Em 1932, outro membro desta família, Ludovina, vai para Belém do Pará, no Brasil, e é então que a receita ganha maior relevância. Para Ludovina, levar consigo receitas de casa e depois fazê-las num paradeiro distante era uma maneira de recuperar a família e Portugal da distância. De tal modo assim foi que, nas visitas à família em Arcos de Valdevez, o doce tornou-se presença constante. É por isso que Sidónia começa a fazer o bolo, por tradição, em dias de festa, conforma recorda a sua neta, Teresa Lobato. E é assim que chegamos à amiga e vizinha doceira mais conhecida do bolo de discos nos Arcos, Rosa Maria.
- Antes de Rosa Maria, o nome que davam a este doce era o bolo de claras e amêndoas, conforme consta no livro de receitas dos Ferreira de Araújo, ou, como Tereza Lobato sempre ouviu na família, bolo de camadas. Com efeito, é um doce composto por doze discos em camadas, cada um feito com, um merengue de amêndoa e claras em castelo, que vai ao forno a cozer numas formas rasas, redondas, com pega comprida (parecem pequenas raquetes de metal), mandadas fazer especialmente para este bolo.

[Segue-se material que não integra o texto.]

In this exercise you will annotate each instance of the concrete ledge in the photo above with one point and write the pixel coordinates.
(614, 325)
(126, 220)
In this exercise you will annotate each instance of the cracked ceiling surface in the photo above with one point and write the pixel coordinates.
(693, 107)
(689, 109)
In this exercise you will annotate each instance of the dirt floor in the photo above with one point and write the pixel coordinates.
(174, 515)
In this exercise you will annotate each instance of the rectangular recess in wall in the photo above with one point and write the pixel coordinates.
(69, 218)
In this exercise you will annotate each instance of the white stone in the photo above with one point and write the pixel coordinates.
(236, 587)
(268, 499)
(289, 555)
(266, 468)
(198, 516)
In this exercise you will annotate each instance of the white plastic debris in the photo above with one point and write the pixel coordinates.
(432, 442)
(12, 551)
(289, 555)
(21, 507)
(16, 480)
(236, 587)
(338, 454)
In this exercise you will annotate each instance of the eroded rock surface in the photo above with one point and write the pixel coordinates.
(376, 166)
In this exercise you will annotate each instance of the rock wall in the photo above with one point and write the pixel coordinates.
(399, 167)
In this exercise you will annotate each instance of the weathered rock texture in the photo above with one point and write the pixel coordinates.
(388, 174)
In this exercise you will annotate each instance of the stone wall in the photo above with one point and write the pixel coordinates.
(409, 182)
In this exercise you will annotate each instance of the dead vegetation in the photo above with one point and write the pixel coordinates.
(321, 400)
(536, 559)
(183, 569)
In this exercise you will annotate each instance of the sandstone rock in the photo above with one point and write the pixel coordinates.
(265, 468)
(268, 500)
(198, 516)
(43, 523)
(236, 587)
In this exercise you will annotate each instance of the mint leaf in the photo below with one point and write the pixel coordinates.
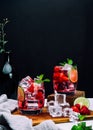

À parte, faz-se um doce de ovos a preceito e, de seguida, basta montar o bolo, aplicando o doce de ovos entre cada um dos doze discos. O último leva por cima uma generosa camada de açúcar em pó.
Entretanto, Rosa Maria alterou ligeiramente a receita para tornar o bolo menos calórico, mais equilibrado, e explicou-nos que o número de discos, doze, deve-se apenas ao facto de ser essa a quantidade ideal, segundo a experiência, para formar um bolo consistente que se possa fatiar e servir.